PSC Symposium: Bridges

 

1pm January 27, 2017
300 S Craig St, Pittsburgh PA

Please join us on Friday, January 27, 2017 for a technical symposium on our latest supercomputer, Bridges, funded by a $9.65-million grant from the National Science Foundation.

Bridges offers new computational capabilities to researchers working in diverse, data-intensive fields, such as genomics, the social sciences and humanities. Bridges represents a new way of doing business in high performance computing. Researchers can adapt its flexible architecture to their specific needs, in effect creating a "custom supercomputer."

Bridges has already seen its first few months of use by the national scientific community. In that short time, users have reported progress in fields such genomics, public health, chemistry, machine learning and more.

The symposium will begin at 1pm at PSC, 300 S Craig St., Pittsburgh. The program will include an overview of the system along with research presentations from the University of Pittsburgh’s Center for Causal Discovery and Carnegie Mellon’s School of Computer Science and Language Technologies Institute. 

 

Bridges Overview

 

A Converged HPC & Big Data System for Nontraditional and HPC Research

Nick Nystrom, PhD
Sr. Director of Research, PSC

Bridges is a uniquely capable, data- and memory-intensive high-performance computing (HPC) system designed to integrate HPC with Big Data, deliver “HPC-as-a-Service”, and help researchers facing challenges in Big Data to work more intuitively. Funded by the National Science foundation, Bridges features large memory – 4 compute nodes with 12 TB of RAM, 42 with 3 TB, and 800 with 128 GB – and powerful new Intel® Xeon CPUs and NVIDIA Tesla GPUs for exceptional performance. Bridges also includes database and web servers to support gateways, collaboration, and data management, and it includes 10 PB usable of shared, parallel storage, plus local storage on each of its compute nodes. Bridges is the first production deployment of the Intel® Omni-Path Architecture (OPA) Fabric, which interconnects all of its compute, storage, and utility nodes. Prioritizing usability and flexibility, Bridges support a high degree of interactivity, gateways and tools for gateway-building, and a very flexible user environment. Widely-used languages and frameworks such as Hadoop, Spark, Python, R, MATLAB, and Java benefit transparently from Bridges’ large memory and its high-performance OPA fabric. Virtualization and containers enable hosting web services, NoSQL databases, and application-specific environments, enhance reproducibility, and support interoperation with clouds. Access to Bridges is available at no charge to the open research community and by arrangement to industry through PSC’s corporate programs.

 

Research Presentations

 

Graphical Causal Discovery from Big Biomedical Data

Gregory F. Cooper, MD, PhD
Director, Center for Causal Discovery
Professor of Biomedical Informatics, University of Pittsburgh

Science is centrally concerned with the discovery of causal relationships in nature. In the past 25 years there has been tremendous progress in the development of graphical methods for representing and discovering causal relationships from data, including big biomedical data. The Center for Causal Discovery (CCD) is developing and making available state-of-the-art graphical causal discovery software that is capable of analyzing very large biomedical datasets. This talk will provide an overview of the CCD and give a concrete example of the use of its tools to analyze biomedical data.

 

Recurrent Neural Networks for Time Series Prediction

Florian Metze, PhD
Associate Research Professor, School of Computer Science and Language Technologies Institute (LTI), Carnegie Mellon University

Speech recognition can be seen as a sequence-to-sequence translation task, where a sequence of input features (“frames”) are mapped to a sequence of output symbols, namely phonemes or words. In the past, work has focused on improving the frame-level predictions, while the accuracy of the actual output sequence was an indirect effect. Recurrent Neural Networks are beginning to change that, and offer computationally tractable ways of predicting entire sequences under a single optimization criterion.

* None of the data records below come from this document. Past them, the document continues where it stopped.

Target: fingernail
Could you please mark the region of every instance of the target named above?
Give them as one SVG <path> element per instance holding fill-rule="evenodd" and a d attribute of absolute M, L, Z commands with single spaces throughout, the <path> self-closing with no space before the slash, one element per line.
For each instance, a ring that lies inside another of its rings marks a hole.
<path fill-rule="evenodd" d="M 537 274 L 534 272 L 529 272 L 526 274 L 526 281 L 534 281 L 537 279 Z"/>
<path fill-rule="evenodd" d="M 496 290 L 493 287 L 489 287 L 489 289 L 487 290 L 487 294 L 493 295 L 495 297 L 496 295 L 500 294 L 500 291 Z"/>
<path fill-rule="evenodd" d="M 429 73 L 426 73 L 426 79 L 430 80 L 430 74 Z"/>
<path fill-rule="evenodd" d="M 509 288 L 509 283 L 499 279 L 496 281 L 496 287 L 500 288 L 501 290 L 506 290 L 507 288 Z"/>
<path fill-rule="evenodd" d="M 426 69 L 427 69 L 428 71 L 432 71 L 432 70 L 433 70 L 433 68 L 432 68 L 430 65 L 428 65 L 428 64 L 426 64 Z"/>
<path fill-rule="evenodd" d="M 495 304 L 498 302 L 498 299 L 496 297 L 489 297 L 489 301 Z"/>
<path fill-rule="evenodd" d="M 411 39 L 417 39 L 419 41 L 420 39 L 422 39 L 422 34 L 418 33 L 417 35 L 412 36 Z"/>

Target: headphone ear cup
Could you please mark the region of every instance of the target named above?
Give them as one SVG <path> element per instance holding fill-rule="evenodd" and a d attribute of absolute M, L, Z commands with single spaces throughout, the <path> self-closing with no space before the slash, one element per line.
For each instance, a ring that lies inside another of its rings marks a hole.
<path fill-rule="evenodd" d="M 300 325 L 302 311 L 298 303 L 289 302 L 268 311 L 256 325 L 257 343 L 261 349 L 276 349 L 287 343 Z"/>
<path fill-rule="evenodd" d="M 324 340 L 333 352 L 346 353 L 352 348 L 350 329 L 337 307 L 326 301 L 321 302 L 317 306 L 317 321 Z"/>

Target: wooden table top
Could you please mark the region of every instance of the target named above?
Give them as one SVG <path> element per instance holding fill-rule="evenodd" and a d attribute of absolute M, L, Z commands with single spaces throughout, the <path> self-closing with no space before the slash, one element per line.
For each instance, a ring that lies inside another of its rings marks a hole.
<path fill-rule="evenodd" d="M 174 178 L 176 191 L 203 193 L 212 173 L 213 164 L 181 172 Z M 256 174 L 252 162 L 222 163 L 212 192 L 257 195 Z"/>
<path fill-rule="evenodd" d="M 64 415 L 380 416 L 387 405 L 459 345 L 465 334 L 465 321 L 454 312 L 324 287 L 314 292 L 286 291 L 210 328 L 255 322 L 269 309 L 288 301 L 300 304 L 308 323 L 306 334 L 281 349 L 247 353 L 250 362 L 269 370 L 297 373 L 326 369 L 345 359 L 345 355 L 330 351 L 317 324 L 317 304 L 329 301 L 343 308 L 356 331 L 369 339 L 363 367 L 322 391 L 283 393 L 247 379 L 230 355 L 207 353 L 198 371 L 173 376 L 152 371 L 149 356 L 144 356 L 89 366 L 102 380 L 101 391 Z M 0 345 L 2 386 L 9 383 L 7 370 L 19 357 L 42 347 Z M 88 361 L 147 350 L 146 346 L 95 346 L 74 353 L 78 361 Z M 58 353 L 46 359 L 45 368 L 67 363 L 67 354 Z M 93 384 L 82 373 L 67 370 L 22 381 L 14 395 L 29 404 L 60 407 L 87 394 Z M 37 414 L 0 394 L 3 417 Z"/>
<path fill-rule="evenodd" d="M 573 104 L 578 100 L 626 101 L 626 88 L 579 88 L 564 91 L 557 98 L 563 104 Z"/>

In this talk, I will give a brief introduction to the theory of Recurrent Neural Networks and present their most common and interesting use cases in speech recognition, natural language processing, multi-media analysis, or other “big-data” applications. I will outline tasks and data sets, and attempt to distill the key factors that contributed to making Deep Learning so successful. I will also look to other domains that involve (time) series modeling and speculate about possible uses of Recurrent Neural Networks there.